Singapore menyebutnya “Bimbingan Nasional”.

Banyak dilaporkan, siswa-siswa sekolah, didorong oleh kecemasan orang tua mereka, sering berlindung kepada semacam bimbingan/les atau camp motivasi karena mereka tidak dapat mengatasi kesulitan mereka dengan banyaknya pelajaran yang diajarkan disekolah.

Bahkan siswa yang paling berprestasi sekalipun juga berakhir dengan cara ini. Dapatkah anda bayangkan hal tersebut?

Salah satu orang tua yang marah bahkan telah mencap les atau lembaga pendidikan tambahan lainnya sebagai suatu hal yang tidak dapat dinegosiasikan lagi.

Ada beberapa laporan sebelumnya yang mengabarkan bahwa banyak orang tua bahkan membantu pekerjaan rumah anak-anaknya untuk meringankan beban berat yang dihadapi anak-anaknya.
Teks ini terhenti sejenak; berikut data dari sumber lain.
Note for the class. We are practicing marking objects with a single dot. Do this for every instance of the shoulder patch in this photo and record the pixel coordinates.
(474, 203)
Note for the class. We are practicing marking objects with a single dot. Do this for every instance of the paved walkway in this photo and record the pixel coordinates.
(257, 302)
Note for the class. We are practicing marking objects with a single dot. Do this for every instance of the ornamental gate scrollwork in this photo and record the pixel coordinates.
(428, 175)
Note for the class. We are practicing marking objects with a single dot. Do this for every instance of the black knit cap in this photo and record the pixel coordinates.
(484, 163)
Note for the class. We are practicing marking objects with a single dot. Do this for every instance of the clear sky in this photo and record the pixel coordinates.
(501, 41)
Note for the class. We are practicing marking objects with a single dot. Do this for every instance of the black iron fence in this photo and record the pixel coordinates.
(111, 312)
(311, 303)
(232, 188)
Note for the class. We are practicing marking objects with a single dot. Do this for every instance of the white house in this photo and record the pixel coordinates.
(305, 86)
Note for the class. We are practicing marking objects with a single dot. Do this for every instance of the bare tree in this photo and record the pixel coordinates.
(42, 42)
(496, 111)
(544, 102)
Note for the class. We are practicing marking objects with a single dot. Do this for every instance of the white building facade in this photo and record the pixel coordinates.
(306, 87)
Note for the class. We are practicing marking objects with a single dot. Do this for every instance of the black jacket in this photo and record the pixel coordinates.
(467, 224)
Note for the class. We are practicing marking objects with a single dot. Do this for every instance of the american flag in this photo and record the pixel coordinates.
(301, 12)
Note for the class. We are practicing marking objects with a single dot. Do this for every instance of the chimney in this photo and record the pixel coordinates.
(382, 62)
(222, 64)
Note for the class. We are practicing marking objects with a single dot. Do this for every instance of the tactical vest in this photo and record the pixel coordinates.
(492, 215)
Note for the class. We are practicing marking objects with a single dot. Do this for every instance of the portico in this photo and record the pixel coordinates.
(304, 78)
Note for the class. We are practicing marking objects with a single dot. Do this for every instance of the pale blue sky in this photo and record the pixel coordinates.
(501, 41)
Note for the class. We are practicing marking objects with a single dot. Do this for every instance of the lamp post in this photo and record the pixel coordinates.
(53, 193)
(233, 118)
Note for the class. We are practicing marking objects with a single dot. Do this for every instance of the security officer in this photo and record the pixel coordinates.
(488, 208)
Ketika waktu ujian tiba, para siswa sering bekerja keras sampai tengah malam, sementara orang tua mereka juga tidak kalah stress-nya, bahkan ada beberapa diantara mereka menjadi paranoid.

Rupanya, saya diberitahu bahwa penjualan merek Essence of Chicken, ginkgo biloba, penguat daya ingat, ditambah ramuan herbal lainnya juga sering mengalami kenaikan selama periode ujian sekolah.

Baru-baru ini, saya sangat sedih ketika membaca laporan bahwa orang tua benar-benar marah karena para siswa tetap masuk sekolah selama liburan sekolah bulan Juni untuk perbaikan nilai.

Liburan sekolah dimaksudkan merupakan waktu yang tepat untuk para siswa memiliki waktu santai, rekreasi serta pengembangan diri.

Tidak mengherankan, Institusi Kesehatan Mental di Singapura baru-baru ini melaporkan bahwa banyak pasien yang mendaftar adalah para siswa. Tentu saja, mungkin ada banyak alasan untuk perkembangan yang muncul ini, tapi saya rasa mengatasi stress disekolah tentu saja menjadi salah satu factor yang berkontribusi besar.

Analisis saya sendiri dari masalah ini adalah:
Banyak siswa kita yang belum mengetahui bagaimana cara belajar.

Hari ini, seorang siswa sekolah dasar harus berhadapan dengan 3 mata pelajaran di sekolah – matematika, ilmu pengetahuan alam dan ilmu pengetahuan social – selain bahasa, paling minimal.

Setelah menyelesaikan sekolah dasar, ia meneruskan ke sekolah menengah pertama, dimana ia harus berhadapan dengan 7 mata pelajaran di sekolah – Matematika dasar, matematika tambahan, geografi, sejarah, biologi, kimia, fisika – selain bahasa, paling minimum.

Seperti yang anda lihat, banyaknya jumlah mata pelajaran yang harus dipelajari menjadi dua kali lipat lebih banyak, dan bahkan saya tidak membicarakan mengenai perbandingan intensitas dan kompleksitas intelektual setiap pelajaran.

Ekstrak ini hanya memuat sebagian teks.